Not only are we reducing opportunities for our own citizens to develop the education and skills to do these jobs, we are making it more difficult for these companies to attract qualified foreign workers. The only winner in all this is China, which will get back more of its highly skilled workers educated in the American education system, while continuing to build up increasingly competitive CS programs at Chinese universities.
Ironically, fueling greater demand for CS jobs while cutting the supply of qualified CS workers in the United States is likely to accelerate the trend toward automation of even the high-end digital jobs that conservatives seek to create. Google is investing in a program called AutoML to create machine learning algorithms that write other machine learning algorithms, a solution to the dramatic shortage of qualified AI experts. While these technologies are likely still years or decades away from widespread deployment, exacerbating the shortage of human workers who can build AI systems will, if anything, accelerate their development and further reduce demand for human labor in many parts of the economy.
Furthermore, at the same time that we are talking up the importance of investing in a new generation of innovative American businesses, we are going to increase oversight and scrutiny of investment in innovative industries and restrict foreign investment in U.S. companies developing cutting-edge technologies. While “reciprocity”—the idea that we should impose the same constraints on Chinese businesses in the United States that they impose on U.S. companies in China—sounds like “fairness” on the surface, it ignores the fact that our open and inviting business environment is a crucial reason that the advanced technologies China wants are developed here.
It also ignores the fact that investments in U.S. tech companies are just one small piece of the Chinese tech transfer machine. The Defense Department report identifies 10 major strategies China uses to transfer U.S. technologies, including industrial espionage and cyber theft, forced joint ventures and intellectual property (IP) disclosure for U.S. companies that invest in China, and encouraging Chinese students educated in the United States to go back and build businesses in China. Of all of these, investing in U.S. companies is arguably the leastconcerning, because at least it can be used to fund new innovation in the United States. And if we restrict Chinese investment in U.S. AI companies, it will only further incentivize them to acquire our technologies through techniques like cyber theft of our IP. Instead of restricting Chinese investment in U.S. tech companies, we should ensure that U.S. entrepreneurs whose technology is coopted by Chinese investors are able to take that Chinese capital and plow it back into new, even more advanced technologies.
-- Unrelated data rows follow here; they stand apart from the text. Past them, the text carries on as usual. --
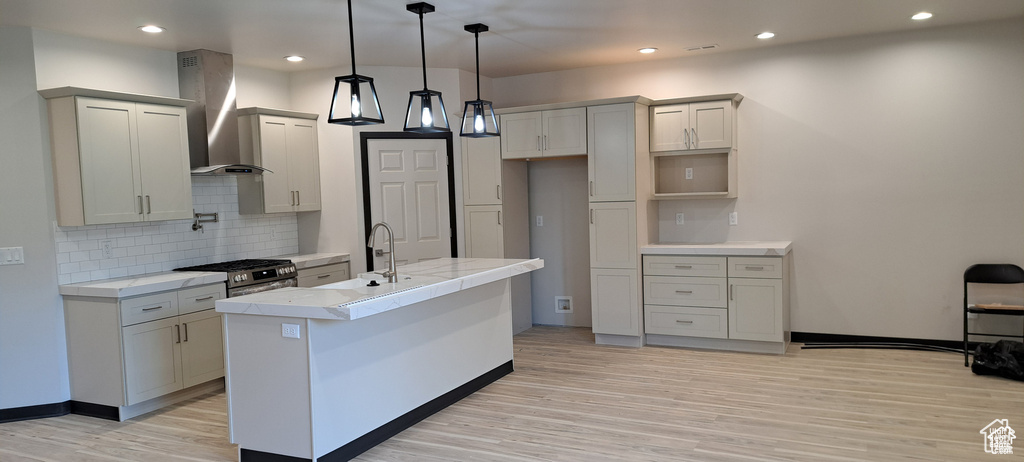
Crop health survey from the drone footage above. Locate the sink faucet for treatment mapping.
[367,221,398,283]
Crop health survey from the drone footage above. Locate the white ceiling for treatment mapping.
[0,0,1024,77]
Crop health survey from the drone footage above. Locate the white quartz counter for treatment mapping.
[640,241,793,256]
[217,258,544,321]
[59,271,227,298]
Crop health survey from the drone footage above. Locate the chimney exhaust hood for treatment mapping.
[178,49,273,175]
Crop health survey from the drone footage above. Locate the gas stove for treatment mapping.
[174,259,296,295]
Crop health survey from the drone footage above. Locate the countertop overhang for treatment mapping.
[640,241,793,256]
[217,258,544,321]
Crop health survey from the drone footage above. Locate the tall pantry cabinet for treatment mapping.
[462,137,534,334]
[587,102,657,346]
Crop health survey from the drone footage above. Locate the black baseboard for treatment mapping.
[0,401,71,423]
[791,332,962,350]
[239,361,514,462]
[71,401,121,422]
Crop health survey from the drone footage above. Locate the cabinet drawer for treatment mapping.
[643,255,726,278]
[729,257,782,279]
[178,284,227,314]
[643,276,729,308]
[299,263,351,287]
[121,292,178,327]
[643,305,729,338]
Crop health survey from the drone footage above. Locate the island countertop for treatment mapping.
[217,258,544,321]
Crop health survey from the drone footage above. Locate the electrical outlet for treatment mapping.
[555,295,572,313]
[281,324,301,338]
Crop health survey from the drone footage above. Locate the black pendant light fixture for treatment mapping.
[327,0,384,125]
[459,24,501,138]
[406,2,452,133]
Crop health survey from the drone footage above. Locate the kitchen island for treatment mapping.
[216,258,544,461]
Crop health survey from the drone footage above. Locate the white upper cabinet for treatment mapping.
[40,88,193,226]
[650,99,733,152]
[462,137,502,206]
[587,102,636,202]
[239,108,321,213]
[501,108,587,159]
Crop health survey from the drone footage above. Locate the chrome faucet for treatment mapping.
[367,221,398,283]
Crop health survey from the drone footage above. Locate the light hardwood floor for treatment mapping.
[0,327,1024,462]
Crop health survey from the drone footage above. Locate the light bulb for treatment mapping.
[352,94,362,117]
[420,107,434,127]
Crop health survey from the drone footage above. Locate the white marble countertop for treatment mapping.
[640,241,793,256]
[217,258,544,321]
[59,271,227,298]
[272,252,350,269]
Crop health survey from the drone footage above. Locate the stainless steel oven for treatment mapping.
[174,259,299,298]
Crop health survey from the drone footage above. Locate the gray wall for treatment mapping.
[528,157,591,326]
[494,19,1024,339]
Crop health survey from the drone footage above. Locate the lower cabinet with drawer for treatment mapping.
[65,284,226,420]
[643,255,790,354]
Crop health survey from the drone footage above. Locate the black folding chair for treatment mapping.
[964,263,1024,366]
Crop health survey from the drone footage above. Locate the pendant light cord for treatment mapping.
[420,9,427,90]
[348,0,355,74]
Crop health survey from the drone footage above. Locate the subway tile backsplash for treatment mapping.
[54,176,299,284]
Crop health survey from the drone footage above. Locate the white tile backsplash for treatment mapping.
[54,176,299,284]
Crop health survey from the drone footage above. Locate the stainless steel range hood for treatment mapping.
[178,50,272,175]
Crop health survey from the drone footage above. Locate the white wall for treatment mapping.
[0,27,71,409]
[528,156,591,326]
[494,19,1024,339]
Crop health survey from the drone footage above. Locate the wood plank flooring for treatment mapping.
[0,327,1024,462]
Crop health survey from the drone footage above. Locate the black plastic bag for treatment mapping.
[971,340,1024,382]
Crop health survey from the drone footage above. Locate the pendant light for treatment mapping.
[459,24,501,138]
[327,0,384,125]
[404,2,452,133]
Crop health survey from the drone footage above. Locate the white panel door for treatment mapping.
[587,103,636,202]
[136,103,193,220]
[690,100,732,150]
[729,278,783,342]
[540,108,587,157]
[75,97,142,224]
[259,115,295,213]
[501,112,542,159]
[590,268,641,336]
[466,205,505,258]
[367,139,452,270]
[462,136,502,205]
[590,202,639,268]
[287,119,321,212]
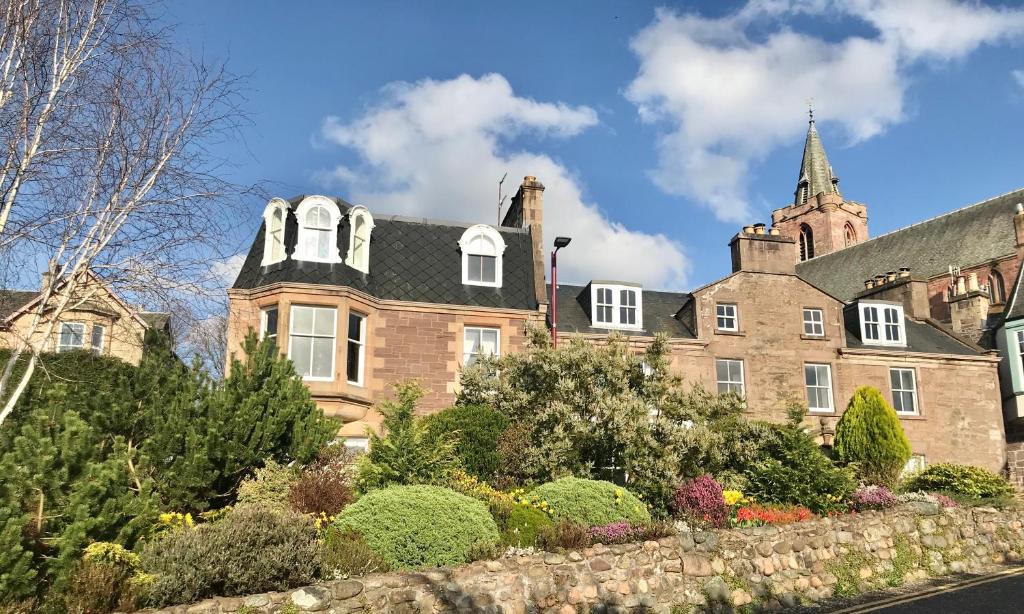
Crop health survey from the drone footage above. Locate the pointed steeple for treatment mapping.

We have an opportunity right now to define an economic and international policy agenda that tips the AI race back in our favor. It is a chance to take a few lessons from the Chinese AI policy playbook and teach them a few lessons about the great strengths of the U.S. system. But if we remain wedded to the strategy of creating the jobs of the future at the expense of education, immigration, and investment, we are unlikely to succeed.
William A. Carter is a fellow and deputy director of the Technology Policy Program at the Center for Strategic and International Studies in Washington, D.C.